Entering edit mode
8 months ago
O.rka
▴
740
I’m looking for the identifier mapping tables used in the backend for HUMAnN.
More specifically, the following if they are available:
UniRef50 -> EC UniRef50(or EC) -> KEGG KO EC -> MetaCyc pathway UniRef50 (EC or KO) -> KEGG pathway
I found some files here: site-packages/humann/data/pathways/
I have a few questions:
- Is it expected for one UniRef50 ID to map to more than one EC in some cases?
UniRef50_G6EMD2 {5.4.2.6, 2.7.1.41}
UniRef50_Q1J7L4 {5.4.2.6, 2.7.1.41}
UniRef50_T0UKK6 {5.4.2.6, 2.7.1.41}
UniRef50_X5NX36 {5.4.2.6, 2.7.1.41}
How is this handled in the backend? Does a UniRef50 hit for these count towards both or only one?
- I got ID mappings between pathways and rxns from
data/pathways/metacyc_pathways
. Many of these rxns do not have ECs and are not present indata/pathways/metacyc_reactions_level4ec_only.uniref.bz2
. For example, the following:
list(pwy_to_rxns["PWY-2681"])
# ['RXN-4308',
# 'RXN-4305',
# 'RXN-4317',
# 'RXN-4310',
# 'RXN-4306',
# 'RXN-4314',
# 'RXN-4303',
# 'RXN-4307',
# 'RXN-4313',
# 'RXN-4312',
# 'RXN-4304']
pd.Series(rxn_to_ec)[list(pwy_to_rxns["PWY-2681"])]
# RXN-4308 {}
# RXN-4305 {2.5.1.112}
# RXN-4317 {}
# RXN-4310 {}
# RXN-4306 {}
# RXN-4314 {}
# RXN-4303 {2.5.1.112}
# RXN-4307 {2.5.1.27}
# RXN-4313 {}
# RXN-4312 {}
# RXN-4304 {}
The following to confirm:
grep "RXN-4308" metacyc_reactions_level4ec_only.uniref
Are there supposed to be ECs associated with some of the rxns here since it's in the pathway?

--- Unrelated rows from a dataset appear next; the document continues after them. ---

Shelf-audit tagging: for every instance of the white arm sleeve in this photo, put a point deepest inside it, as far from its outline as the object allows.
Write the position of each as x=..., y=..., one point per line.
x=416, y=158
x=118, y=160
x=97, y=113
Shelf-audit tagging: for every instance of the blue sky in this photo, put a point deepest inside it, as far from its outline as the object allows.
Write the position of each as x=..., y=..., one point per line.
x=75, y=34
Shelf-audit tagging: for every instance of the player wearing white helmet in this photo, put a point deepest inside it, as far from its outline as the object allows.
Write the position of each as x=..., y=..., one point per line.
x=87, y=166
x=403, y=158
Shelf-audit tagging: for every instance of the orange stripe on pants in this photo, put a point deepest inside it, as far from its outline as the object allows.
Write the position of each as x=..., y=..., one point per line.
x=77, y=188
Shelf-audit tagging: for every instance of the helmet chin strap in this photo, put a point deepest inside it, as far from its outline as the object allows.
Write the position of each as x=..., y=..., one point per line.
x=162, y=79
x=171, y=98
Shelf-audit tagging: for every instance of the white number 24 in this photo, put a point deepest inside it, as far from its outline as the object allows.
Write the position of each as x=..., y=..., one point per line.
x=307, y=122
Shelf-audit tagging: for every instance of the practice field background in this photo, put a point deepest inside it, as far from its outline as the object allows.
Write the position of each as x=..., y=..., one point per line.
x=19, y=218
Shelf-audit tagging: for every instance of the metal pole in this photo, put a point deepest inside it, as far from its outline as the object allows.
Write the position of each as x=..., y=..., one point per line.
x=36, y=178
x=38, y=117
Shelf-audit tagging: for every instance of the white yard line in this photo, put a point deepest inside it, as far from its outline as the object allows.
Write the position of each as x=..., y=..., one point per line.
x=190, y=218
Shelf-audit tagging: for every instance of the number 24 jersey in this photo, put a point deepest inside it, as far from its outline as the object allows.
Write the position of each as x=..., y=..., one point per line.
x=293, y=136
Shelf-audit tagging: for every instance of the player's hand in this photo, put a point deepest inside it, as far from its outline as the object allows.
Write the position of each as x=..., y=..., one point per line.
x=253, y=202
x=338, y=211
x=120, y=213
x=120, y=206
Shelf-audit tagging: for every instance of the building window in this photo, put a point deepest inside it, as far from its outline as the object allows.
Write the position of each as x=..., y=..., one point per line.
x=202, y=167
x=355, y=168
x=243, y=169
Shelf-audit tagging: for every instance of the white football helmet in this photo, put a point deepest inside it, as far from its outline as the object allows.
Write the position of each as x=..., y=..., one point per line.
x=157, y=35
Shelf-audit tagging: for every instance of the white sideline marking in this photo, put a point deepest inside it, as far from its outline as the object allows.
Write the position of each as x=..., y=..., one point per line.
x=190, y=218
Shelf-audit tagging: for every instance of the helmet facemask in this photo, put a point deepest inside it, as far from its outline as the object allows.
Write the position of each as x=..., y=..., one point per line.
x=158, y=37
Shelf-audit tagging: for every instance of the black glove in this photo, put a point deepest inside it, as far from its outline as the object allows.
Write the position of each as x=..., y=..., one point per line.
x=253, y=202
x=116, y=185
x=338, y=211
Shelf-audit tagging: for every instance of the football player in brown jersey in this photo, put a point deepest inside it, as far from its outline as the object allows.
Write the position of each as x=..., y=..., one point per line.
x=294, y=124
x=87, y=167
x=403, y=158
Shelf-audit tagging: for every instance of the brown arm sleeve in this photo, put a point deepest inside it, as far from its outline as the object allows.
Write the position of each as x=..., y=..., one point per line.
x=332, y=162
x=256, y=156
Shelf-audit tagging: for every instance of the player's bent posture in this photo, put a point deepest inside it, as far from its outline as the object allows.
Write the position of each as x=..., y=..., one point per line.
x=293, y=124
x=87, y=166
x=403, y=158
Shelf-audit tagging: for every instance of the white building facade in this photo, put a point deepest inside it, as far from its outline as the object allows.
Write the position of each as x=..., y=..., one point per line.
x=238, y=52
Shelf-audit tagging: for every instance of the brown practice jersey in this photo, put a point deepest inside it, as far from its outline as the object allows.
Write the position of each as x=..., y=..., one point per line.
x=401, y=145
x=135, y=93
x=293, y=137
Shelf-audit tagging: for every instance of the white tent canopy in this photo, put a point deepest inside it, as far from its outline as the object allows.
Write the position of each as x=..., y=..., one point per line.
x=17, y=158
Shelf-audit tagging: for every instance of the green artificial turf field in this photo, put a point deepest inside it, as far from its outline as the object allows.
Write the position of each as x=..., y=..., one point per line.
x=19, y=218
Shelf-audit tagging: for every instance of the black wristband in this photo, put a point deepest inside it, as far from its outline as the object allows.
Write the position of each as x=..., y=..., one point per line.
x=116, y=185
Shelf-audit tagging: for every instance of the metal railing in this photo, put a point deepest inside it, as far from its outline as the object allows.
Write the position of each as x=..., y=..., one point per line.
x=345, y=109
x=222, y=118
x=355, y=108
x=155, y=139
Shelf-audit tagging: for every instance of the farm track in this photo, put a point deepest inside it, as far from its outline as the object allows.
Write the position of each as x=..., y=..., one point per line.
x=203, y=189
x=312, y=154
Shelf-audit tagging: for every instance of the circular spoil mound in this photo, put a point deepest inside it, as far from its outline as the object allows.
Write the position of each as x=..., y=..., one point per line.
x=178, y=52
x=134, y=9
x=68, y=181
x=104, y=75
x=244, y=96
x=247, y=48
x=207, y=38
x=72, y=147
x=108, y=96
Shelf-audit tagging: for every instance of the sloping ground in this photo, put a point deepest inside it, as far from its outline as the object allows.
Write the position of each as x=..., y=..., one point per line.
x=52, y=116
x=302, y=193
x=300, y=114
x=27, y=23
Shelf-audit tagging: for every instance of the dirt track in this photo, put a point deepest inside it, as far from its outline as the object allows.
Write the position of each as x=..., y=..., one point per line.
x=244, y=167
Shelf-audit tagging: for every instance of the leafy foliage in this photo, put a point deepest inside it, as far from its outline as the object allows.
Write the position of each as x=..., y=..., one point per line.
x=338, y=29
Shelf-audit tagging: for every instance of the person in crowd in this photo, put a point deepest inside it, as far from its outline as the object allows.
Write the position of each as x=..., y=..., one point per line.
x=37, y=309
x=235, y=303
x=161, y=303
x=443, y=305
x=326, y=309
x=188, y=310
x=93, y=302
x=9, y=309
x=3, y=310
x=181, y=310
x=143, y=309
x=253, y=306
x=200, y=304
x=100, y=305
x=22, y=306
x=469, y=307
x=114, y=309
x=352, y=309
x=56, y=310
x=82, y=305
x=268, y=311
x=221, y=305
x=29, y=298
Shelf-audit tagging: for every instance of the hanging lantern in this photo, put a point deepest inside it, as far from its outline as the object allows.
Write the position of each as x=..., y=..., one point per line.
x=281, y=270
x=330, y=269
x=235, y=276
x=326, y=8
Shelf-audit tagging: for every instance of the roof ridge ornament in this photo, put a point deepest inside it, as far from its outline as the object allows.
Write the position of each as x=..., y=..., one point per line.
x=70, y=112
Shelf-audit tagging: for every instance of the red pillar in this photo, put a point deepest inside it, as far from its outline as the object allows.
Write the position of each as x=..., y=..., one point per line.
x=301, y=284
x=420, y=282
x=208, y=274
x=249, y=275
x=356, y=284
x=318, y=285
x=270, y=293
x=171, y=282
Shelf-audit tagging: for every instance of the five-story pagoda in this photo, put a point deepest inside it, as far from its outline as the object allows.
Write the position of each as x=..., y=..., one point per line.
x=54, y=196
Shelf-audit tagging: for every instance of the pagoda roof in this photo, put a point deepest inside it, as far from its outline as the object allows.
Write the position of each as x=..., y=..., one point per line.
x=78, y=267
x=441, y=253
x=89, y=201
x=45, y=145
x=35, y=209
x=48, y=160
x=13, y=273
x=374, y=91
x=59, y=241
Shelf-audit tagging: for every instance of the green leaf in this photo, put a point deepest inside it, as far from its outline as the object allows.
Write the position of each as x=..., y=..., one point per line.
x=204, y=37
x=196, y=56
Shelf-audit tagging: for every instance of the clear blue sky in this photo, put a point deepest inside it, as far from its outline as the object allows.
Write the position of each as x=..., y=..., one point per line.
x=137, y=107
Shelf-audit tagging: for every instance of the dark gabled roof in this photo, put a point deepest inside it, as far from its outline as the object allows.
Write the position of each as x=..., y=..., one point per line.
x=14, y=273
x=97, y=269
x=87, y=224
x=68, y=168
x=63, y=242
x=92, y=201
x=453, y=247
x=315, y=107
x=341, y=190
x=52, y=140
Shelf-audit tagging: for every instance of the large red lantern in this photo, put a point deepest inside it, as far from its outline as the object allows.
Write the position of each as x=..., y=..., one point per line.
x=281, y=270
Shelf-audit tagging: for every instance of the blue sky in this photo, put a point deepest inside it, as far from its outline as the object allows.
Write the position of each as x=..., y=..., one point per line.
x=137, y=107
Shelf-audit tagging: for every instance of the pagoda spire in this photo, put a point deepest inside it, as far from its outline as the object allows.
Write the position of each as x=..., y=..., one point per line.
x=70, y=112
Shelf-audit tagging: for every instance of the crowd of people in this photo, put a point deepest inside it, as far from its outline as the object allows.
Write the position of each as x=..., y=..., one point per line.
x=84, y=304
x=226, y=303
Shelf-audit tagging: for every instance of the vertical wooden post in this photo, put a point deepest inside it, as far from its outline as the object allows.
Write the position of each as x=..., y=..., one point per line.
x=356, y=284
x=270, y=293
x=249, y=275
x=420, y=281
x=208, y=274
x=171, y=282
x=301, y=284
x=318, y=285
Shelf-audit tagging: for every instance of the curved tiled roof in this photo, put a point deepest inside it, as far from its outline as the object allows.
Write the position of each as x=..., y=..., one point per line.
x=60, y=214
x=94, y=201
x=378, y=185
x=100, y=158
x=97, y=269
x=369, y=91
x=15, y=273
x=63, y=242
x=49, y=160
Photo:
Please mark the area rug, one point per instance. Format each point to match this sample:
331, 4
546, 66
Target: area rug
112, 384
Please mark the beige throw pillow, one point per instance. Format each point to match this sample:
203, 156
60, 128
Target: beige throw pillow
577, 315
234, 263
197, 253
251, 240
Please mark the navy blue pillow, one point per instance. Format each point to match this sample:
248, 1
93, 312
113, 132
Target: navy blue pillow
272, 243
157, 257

Those two entry appear to be
dismutases
and that word seems to refer to many reactions:https://en.wikipedia.org/wiki/DisproportionationThat would make a lot of sense. In that instance, I'm less concerned because after a closer look I realized that's only the case for 4 UniRef50 ids and it's the same 2 EC for all 4. Do you have any insight on teethe rxns missing ECs by any chance?